When Ritual is Monotony

For whatever reason, I want to be a creature of habit.  I’ve always seemed to aspire to that ideal, trying to work some kind of task into my daily routine as a spiritual quest, or working out specific systems or routines for doing certain activities.  Perhaps it’s a psychological leftover from my childhood, from a family which seemed to glorify the steady march of regular routine.  Maybe it’s a cultural thing, as we seem to hold a great reverence for people who manage to succeed at such endeavors.  Daily meditation, regular workouts, never missing certain gatherings, a strict and unvaried diet…  There’s something appealing about these things.  Something many of us see as virtuous.

But in my own spiritual life, I often get into such systems and then find myself frustrated at my inability to execute without failure.  And eventually, much of the time, I find myself asking, “what the hell is the purpose of this, anyway?”

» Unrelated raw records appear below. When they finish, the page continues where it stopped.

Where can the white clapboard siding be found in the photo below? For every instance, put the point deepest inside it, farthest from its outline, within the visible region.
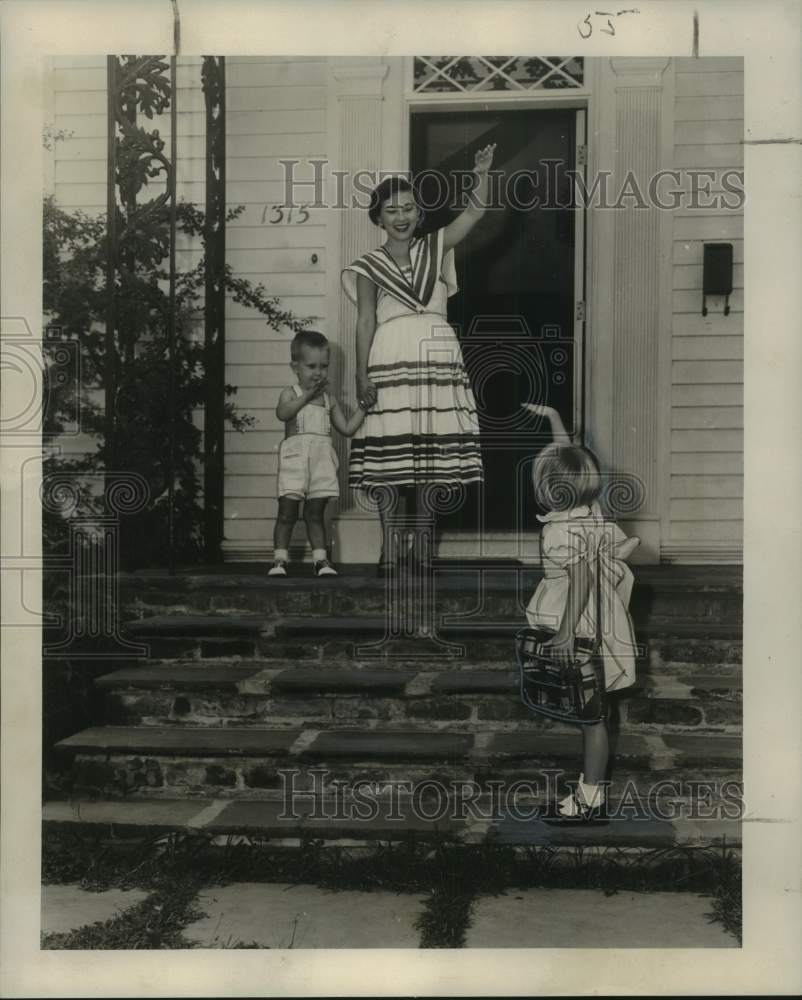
(276, 110)
(706, 475)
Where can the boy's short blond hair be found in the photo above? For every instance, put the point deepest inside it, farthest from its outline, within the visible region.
(307, 338)
(565, 476)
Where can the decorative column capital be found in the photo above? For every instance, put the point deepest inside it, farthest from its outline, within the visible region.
(639, 71)
(359, 80)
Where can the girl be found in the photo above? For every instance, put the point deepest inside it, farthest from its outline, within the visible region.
(567, 483)
(421, 426)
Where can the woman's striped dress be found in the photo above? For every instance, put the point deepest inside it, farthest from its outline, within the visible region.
(423, 427)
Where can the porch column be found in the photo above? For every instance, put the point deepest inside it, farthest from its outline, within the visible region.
(629, 332)
(359, 129)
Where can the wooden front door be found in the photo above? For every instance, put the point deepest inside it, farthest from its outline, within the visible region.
(517, 311)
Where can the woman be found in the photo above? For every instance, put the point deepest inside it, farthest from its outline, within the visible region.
(421, 427)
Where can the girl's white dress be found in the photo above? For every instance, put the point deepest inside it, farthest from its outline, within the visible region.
(569, 537)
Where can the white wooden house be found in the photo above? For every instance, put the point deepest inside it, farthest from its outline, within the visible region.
(656, 386)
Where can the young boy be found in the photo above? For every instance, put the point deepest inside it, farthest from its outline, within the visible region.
(307, 462)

I find that my level of satisfaction with my life, especially in spiritual pursuits, is inversely proportional to the amount of effort I’m putting into being strictly disciplined.  As much as my subconscious thinks I would benefit from regular patterns, structured routines, checklists of purposeful actions executed with precision, it has never worked out that way.  Because to be successful at those things, I would have to be one hundred percent committed to declining opportunities which get in the way.  To be successful, you have to commit so much to that routine, that activity, that goal, that nothing else matters quite as much.

But those things I seek to ritualize are not the vital core of my spiritual practice.

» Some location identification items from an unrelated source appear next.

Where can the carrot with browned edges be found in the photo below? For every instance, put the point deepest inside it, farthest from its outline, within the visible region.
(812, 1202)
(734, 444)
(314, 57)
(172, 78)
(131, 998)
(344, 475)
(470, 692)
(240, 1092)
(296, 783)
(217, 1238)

I know people so devoted to a fitness goal or lifestyle that daily workouts easily routine.  The goal is so important to them that it’s easy to put the gym as their highest priority.  And we all have read of holy men and holy women who have given their lives to daily prayer or meditation or acts of consecration so demanding we can’t imagine it.  But their spiritual practice is the core and singular main focus of their lives, and as such it’s easier to place a great deal of importance on those acts of spiritual faith.

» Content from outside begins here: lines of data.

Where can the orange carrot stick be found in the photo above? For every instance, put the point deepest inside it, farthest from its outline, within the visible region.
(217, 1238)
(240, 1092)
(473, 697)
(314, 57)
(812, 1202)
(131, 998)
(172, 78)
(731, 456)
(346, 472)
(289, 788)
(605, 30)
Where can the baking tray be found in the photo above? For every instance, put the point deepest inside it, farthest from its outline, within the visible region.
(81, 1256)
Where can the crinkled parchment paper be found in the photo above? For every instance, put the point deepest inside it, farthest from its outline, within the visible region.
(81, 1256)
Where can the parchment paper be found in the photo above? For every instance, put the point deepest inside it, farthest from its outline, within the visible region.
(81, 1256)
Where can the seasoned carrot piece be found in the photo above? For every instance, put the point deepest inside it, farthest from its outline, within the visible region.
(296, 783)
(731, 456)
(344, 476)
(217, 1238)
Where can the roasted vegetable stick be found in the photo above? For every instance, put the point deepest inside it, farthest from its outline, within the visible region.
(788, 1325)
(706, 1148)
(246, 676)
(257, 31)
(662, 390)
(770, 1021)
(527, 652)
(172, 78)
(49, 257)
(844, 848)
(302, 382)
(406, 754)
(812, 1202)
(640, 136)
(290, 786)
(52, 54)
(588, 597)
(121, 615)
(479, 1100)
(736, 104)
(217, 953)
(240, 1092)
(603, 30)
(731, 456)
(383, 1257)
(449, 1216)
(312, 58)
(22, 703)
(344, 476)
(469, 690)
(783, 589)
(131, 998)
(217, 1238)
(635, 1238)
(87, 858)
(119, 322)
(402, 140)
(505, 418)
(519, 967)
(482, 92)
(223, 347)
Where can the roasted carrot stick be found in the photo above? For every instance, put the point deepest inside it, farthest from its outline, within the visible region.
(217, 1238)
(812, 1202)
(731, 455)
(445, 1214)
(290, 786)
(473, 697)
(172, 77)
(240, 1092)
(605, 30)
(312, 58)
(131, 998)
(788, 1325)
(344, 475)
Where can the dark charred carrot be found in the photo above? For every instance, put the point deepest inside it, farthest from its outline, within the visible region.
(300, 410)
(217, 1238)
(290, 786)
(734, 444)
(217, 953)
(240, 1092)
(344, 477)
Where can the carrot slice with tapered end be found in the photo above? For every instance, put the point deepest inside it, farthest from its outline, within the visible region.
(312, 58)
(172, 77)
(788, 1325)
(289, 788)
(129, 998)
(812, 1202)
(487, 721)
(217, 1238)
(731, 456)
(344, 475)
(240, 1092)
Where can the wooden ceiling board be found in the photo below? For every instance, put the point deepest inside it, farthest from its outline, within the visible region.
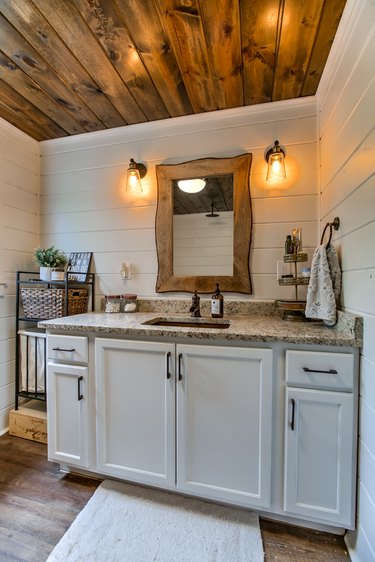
(221, 23)
(300, 20)
(71, 27)
(183, 23)
(14, 108)
(42, 37)
(108, 27)
(79, 119)
(78, 66)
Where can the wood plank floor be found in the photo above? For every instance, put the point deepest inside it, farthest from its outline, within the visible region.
(38, 503)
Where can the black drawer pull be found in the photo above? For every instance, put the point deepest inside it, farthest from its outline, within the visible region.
(79, 380)
(329, 372)
(168, 365)
(293, 411)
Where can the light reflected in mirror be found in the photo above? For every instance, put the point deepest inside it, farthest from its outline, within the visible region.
(203, 228)
(236, 277)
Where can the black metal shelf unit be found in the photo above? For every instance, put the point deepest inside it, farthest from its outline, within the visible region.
(31, 370)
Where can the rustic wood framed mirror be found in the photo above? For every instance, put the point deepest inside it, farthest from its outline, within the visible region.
(237, 279)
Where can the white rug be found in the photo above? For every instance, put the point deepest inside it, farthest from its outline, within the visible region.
(126, 523)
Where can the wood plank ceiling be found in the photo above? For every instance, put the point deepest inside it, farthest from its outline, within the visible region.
(75, 66)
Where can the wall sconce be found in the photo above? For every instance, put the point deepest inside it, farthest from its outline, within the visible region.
(126, 270)
(136, 172)
(276, 166)
(191, 186)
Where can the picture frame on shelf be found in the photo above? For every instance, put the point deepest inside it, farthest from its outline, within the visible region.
(79, 266)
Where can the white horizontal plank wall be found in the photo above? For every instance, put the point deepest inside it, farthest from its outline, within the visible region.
(203, 245)
(84, 206)
(347, 131)
(19, 184)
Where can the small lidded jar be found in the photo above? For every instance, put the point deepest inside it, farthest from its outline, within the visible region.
(129, 303)
(112, 303)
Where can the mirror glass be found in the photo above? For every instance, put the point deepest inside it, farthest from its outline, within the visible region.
(203, 227)
(186, 252)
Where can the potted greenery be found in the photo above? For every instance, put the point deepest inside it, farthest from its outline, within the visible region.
(49, 259)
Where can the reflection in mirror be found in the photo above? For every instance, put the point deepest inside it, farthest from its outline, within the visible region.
(203, 228)
(220, 172)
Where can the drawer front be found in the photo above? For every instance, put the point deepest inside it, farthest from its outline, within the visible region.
(67, 349)
(315, 369)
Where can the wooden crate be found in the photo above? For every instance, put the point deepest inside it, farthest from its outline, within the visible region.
(29, 421)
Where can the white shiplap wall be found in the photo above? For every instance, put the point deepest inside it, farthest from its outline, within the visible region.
(84, 206)
(347, 131)
(19, 183)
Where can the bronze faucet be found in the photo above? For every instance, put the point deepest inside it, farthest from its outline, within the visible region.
(195, 306)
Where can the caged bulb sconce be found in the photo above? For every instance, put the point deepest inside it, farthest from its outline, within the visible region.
(275, 157)
(135, 173)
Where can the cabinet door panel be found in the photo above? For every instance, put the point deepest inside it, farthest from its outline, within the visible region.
(319, 455)
(67, 395)
(135, 409)
(224, 401)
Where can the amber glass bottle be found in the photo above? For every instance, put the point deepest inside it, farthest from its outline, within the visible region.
(217, 303)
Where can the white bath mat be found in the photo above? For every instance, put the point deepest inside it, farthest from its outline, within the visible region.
(126, 523)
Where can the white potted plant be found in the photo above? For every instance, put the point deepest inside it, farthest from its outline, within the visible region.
(50, 259)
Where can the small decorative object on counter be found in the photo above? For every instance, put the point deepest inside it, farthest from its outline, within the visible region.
(297, 239)
(217, 303)
(112, 303)
(130, 303)
(289, 249)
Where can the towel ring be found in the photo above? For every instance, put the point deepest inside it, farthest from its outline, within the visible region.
(332, 225)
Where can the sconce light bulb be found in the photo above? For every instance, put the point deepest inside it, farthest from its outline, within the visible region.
(193, 185)
(135, 172)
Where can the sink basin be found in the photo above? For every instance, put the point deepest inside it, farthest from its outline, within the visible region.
(200, 323)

It’s not that my spiritual practice is not important to me or an important part of my life, but nothing about my spiritual practice requires such ritualized action.  Ritual for the sake of ritual is not, for me, particularly rewarding.

That’s something it’s taken me a long time to realize.

My natural state of being is not one of routine and ritual and repetition.  If I have to work so hard to inject those things in my life, it means I’m doing so because something outside myself has told me I should.

My spiritual practice is much more rewarding for me when I allow it flexibility.  When I allow questions and inspirations to lead me in different directions as they arise, and I don’t feel guilt over breaking some imposed ritual to make time for something new.  It’s when I can chase ideas and try new things that I feel most satisfied.